We compare 3 strategies based on their P&L:

Strategy 1: split up 10 years of data into 100 day increments. Then find a hotspot using the first 100 days, invest l future days; recalibrate the hotspot after l days, and repeat on 10 years of data.
\
Strategy 2: Find a hotspot over 2 years of data, then use that hotspot for the next 6 months or something. Then recalibrate.
\
Strategy 3: Find a hotspot over 3 years, and use the same hotspot for the next 7 years.
Compare all these to the benchmark S&P 500.

In [48]:
def strategy_1(portfolio):
    '''
    Strategy 1: split up 10 years of data into 100 day increments.
    Then find a hotspot using the first 100 days, invest l future days; 
    recalibrate the hotspot after l days, and repeat on 10 years of data.
    '''
    hist_data_10_yrs = get_close_prices(portfolio)
    n = hist_data_10_yrs.shape[1]
    hist_data_10_yrs = hist_data_10_yrs[:, n//2:] # Use only the most recent 10 years of data

    delta = 0
    while delta < hist_data_10_yrs.shape[1]-100: #can adjust this 100 to change the number of days used to find hotspots
        data_arr = hist_data_10_yrs[:, delta:delta+100]
        accuracy_scores, potential_hotspots = find_hotspot(data_arr)
        if potential_hotspots:
            sorted_by_score = sorted(potential_hotspots, key=lambda tpl: tpl[2], reverse=True)
            #here we can build and call a function that checks if the average of its neighbors are also > 51% 
            #for now will just take the highest accuracy score and use the corresponding (m,l) as the hotspot
            m, l, accuracy = sorted_by_score[0]
            #build and call a function that invests and tracks P&L using (m,l) hotspot
            delta += l

In [None]:
ms = sorted({m for m, l, score in accuracy_scores})
ls = sorted({l for m, l, score in accuracy_scores})

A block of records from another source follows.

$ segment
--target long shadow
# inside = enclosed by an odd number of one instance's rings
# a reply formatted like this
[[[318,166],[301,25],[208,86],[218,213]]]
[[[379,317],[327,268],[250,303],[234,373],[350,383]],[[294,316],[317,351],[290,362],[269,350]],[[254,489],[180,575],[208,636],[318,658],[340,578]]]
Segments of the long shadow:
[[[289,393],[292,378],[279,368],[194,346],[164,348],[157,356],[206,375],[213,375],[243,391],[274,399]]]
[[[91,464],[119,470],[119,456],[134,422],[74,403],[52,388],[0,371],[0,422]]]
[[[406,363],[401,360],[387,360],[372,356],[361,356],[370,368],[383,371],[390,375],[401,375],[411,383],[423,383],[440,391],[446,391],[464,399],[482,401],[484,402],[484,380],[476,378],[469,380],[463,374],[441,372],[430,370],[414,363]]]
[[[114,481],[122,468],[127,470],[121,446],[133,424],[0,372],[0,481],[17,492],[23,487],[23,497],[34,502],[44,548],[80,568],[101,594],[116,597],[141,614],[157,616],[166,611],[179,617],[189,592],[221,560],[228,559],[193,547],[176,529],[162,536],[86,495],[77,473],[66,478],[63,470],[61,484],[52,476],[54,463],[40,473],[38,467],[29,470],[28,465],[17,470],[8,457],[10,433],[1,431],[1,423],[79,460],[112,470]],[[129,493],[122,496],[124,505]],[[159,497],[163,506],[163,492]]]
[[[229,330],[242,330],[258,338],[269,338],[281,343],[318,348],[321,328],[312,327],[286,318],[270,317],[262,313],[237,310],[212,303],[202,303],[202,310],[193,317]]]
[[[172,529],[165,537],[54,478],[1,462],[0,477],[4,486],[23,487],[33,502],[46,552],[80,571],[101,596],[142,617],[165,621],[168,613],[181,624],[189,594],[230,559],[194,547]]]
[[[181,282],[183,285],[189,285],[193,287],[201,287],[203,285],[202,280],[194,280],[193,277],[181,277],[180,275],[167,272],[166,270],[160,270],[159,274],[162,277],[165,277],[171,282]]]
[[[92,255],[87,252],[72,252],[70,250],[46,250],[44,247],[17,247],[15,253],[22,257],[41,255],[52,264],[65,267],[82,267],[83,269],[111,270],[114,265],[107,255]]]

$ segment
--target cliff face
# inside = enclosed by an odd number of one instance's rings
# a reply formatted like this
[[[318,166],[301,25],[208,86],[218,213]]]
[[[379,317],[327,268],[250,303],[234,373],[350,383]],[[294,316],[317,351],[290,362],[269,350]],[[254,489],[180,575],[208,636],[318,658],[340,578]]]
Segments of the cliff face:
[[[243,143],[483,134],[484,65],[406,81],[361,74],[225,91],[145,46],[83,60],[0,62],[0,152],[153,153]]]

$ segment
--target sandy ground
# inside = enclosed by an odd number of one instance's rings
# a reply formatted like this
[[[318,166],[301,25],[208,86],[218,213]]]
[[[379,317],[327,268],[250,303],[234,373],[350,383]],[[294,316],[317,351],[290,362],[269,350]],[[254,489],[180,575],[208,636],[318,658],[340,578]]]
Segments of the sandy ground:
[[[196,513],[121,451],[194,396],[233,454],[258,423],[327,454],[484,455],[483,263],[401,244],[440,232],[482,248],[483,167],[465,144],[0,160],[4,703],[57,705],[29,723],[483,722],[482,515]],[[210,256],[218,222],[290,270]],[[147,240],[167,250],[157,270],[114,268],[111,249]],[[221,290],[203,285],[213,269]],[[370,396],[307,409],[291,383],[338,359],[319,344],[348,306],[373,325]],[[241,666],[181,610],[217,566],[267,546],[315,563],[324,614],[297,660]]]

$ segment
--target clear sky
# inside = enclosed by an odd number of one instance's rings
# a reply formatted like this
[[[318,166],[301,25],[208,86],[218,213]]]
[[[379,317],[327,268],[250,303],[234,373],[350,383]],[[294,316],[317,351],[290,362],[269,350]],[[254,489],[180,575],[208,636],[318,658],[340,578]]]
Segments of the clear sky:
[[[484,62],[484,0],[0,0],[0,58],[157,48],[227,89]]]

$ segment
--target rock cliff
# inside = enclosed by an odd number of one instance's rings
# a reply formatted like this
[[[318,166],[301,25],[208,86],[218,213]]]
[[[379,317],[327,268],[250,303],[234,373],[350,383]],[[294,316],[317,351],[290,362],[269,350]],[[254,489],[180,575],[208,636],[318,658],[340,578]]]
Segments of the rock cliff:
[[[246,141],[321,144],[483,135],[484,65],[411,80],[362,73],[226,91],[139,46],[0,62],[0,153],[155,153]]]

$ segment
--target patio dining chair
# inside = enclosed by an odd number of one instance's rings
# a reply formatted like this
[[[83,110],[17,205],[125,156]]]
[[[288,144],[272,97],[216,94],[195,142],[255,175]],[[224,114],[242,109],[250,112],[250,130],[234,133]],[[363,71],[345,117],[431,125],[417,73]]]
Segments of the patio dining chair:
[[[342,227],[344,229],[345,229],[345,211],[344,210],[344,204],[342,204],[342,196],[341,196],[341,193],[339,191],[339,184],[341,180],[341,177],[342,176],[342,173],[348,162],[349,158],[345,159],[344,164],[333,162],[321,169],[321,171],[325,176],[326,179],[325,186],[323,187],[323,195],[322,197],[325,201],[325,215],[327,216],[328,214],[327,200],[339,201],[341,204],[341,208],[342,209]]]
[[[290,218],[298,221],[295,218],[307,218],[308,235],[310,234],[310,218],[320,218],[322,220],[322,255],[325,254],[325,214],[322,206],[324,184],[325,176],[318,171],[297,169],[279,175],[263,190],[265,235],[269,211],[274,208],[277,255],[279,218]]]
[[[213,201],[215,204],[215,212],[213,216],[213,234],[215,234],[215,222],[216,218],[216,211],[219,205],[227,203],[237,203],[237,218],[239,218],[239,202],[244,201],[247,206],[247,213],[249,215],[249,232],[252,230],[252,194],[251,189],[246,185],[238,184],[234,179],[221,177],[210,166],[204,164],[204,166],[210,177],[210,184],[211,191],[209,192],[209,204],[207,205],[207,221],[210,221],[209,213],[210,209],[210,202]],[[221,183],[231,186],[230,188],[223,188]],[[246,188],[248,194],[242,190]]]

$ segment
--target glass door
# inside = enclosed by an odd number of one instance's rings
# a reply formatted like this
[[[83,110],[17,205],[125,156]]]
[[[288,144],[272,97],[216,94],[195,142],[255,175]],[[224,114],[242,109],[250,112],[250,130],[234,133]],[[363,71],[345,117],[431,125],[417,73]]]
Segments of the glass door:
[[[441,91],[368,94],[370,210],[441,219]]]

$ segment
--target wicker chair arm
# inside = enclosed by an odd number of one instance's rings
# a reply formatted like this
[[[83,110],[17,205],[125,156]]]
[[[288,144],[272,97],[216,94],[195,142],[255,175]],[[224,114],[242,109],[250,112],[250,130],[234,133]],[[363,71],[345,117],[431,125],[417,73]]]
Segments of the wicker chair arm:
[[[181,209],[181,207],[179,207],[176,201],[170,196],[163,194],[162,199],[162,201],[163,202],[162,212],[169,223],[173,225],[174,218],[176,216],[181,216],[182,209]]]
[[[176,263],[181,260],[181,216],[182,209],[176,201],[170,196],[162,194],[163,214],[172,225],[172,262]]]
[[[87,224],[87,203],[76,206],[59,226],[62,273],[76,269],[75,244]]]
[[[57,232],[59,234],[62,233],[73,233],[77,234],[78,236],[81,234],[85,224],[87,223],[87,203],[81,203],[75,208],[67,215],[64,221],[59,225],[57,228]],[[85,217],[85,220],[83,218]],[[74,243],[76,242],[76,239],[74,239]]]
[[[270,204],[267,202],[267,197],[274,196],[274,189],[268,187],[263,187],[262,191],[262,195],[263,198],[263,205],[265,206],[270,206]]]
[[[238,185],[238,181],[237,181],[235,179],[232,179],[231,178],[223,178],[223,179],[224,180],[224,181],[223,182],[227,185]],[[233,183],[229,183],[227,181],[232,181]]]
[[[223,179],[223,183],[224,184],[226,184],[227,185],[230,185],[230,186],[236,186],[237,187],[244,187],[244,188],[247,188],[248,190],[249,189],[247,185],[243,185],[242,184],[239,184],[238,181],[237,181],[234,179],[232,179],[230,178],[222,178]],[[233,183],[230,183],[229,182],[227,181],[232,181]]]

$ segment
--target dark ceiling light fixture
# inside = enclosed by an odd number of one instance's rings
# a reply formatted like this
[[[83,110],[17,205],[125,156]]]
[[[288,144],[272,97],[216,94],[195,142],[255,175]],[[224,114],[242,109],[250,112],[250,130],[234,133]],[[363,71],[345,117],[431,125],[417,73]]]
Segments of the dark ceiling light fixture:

heatmap = np.zeros((len(ls), len(ms)))

for (m_val, l_val, score) in accuracy_scores:
    i = ls.index(l_val)   
    j = ms.index(m_val) 
    heatmap[i, j] = score

fig, ax = plt.subplots(figsize=(8, 6))
im = ax.imshow(heatmap, origin='lower', aspect='auto')

ax.set_xticks(np.arange(len(ms)))
ax.set_xticklabels(ms)
ax.set_yticks(np.arange(len(ls)))
ax.set_yticklabels(ls)

ax.set_xticks(np.arange(len(ms) + 1) - 0.5, minor=True)
ax.set_yticks(np.arange(len(ls) + 1) - 0.5, minor=True)

ax.grid(which='minor', color='white', linestyle='-', linewidth=1)

ax.tick_params(which='minor', bottom=False, left=False)

ax.set_xlabel('m (look-back window)')
ax.set_ylabel('l (prediction horizon)')
ax.set_title('Accuracy Heatmap')

cbar = fig.colorbar(im, ax=ax)
cbar.set_label('Directional Accuracy')

plt.tight_layout()
plt.show()